Я знаю, что мы, молодые художники, уже разделены на периоды: раннее творчество и то, что сейчас. Поэтому даже было смешно слышать фразу: «А что у тебя есть из раннего?» Познакомились, потом было большое хранилище, мастерская, мы постоянно общались, и вот я все ждала, пока не будет выставка коллекции.
— А как вообще относитесь к феномену коллекционирования?
— Мне это нравится, потому что за этот период довольно-таки много моих работ продалось коллекционерам, и ни одну из них я не показывала нигде. За последние три года только процентов 20 работ было показано, а все остальное сейчас в коллекциях. И я, наоборот, жду, когда же все начнут их выставлять. У меня складывается такое ощущение, что я просто в тусовке хожу, в то время как другие художники участвуют в выставках, а я нигде не участвую, но при этом тоже считаюсь художником.
— Как вы считаете: как будут взаимодействовать ваши работы с общей концепцией выставки?
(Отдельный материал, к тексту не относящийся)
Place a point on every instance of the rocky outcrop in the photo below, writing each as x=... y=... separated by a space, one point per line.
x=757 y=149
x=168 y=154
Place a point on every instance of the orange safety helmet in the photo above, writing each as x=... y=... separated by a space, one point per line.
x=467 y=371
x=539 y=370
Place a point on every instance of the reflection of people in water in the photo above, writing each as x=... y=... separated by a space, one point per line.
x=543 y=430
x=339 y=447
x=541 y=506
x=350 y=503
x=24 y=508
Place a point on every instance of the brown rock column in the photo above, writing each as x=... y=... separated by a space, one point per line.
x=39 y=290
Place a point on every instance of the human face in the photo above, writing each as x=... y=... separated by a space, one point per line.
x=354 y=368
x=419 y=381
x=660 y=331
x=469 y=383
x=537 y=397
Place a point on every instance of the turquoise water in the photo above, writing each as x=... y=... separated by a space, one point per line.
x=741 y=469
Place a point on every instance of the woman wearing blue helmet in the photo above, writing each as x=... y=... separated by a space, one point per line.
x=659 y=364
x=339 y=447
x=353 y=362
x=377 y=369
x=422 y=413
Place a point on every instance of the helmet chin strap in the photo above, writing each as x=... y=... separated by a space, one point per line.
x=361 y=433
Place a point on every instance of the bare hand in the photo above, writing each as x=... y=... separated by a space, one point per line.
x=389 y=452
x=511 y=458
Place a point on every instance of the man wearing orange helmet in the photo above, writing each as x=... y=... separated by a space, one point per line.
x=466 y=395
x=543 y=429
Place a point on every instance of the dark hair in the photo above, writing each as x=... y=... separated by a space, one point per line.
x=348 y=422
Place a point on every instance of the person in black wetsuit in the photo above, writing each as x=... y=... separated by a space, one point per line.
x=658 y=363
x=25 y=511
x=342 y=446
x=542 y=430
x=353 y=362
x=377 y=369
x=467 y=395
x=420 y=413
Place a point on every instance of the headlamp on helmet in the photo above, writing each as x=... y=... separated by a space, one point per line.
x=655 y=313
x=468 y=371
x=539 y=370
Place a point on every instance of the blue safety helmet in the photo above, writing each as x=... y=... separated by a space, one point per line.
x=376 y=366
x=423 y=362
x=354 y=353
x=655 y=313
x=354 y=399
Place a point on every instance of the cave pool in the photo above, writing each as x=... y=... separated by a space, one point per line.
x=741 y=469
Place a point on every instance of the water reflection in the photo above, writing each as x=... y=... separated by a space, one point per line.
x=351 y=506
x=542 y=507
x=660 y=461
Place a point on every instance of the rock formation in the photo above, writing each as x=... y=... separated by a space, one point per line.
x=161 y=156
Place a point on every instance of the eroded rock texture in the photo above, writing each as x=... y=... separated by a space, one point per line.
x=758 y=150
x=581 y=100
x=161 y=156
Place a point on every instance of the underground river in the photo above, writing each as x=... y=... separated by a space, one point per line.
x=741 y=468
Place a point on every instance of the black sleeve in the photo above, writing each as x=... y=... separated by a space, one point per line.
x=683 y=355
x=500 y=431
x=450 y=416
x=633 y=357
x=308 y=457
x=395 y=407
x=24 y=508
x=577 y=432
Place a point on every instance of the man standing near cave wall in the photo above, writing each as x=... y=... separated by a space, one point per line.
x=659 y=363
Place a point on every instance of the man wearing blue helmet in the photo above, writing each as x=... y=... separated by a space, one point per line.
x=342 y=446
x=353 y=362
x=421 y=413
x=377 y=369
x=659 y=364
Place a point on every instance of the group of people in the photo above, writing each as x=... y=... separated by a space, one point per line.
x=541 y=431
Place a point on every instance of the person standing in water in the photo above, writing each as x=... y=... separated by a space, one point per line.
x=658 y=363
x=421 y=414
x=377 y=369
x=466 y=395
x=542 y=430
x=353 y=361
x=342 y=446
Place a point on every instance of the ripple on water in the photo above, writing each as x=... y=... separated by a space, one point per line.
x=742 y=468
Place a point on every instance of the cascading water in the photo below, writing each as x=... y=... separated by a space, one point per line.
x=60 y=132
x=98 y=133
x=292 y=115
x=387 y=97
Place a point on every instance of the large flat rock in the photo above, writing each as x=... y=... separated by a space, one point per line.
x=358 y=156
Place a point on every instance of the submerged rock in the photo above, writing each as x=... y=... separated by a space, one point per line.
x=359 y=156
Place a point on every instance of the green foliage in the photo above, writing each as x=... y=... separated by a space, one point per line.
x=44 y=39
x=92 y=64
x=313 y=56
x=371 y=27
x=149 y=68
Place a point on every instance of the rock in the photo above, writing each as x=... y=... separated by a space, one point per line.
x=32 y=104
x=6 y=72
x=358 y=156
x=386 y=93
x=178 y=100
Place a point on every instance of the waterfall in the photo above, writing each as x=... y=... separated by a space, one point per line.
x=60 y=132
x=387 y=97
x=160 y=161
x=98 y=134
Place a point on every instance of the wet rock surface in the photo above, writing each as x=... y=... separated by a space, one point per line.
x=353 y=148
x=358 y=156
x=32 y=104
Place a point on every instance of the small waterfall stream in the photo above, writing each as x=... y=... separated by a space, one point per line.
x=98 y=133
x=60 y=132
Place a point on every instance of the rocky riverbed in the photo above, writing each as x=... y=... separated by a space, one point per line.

— Я думаю, что сочетаться будет хорошо. Потому что я помню даже по сайту, по распределению работ в хранилище, там всегда все имело смысл и выстраивалось месяцами. Я думаю, если Антон решил сделать свою первую выставку, все очень хорошо подобрано и по содержанию, и по визуальной части. Но мне интересно, конечно, самой это посмотреть, потому что я ни разу не была в Ельцин Центре даже.
— Современное искусство — это круто?
— Наверное, я рассуждаю банально, как и все всегда рассуждали по поводу системы в России: она то складывается, то рассыпается, и каждый раз строится на каких-то руинах. Система существует, но она пока слабая в плане галерей и цен. Хотелось бы, чтобы цены были выше, ярмарки были круче, чтобы галереи могли позволить себе выезжать на международные ярмарки в крупном формате, а не так, что только то, что в чемодане поместилось, можно вывезти.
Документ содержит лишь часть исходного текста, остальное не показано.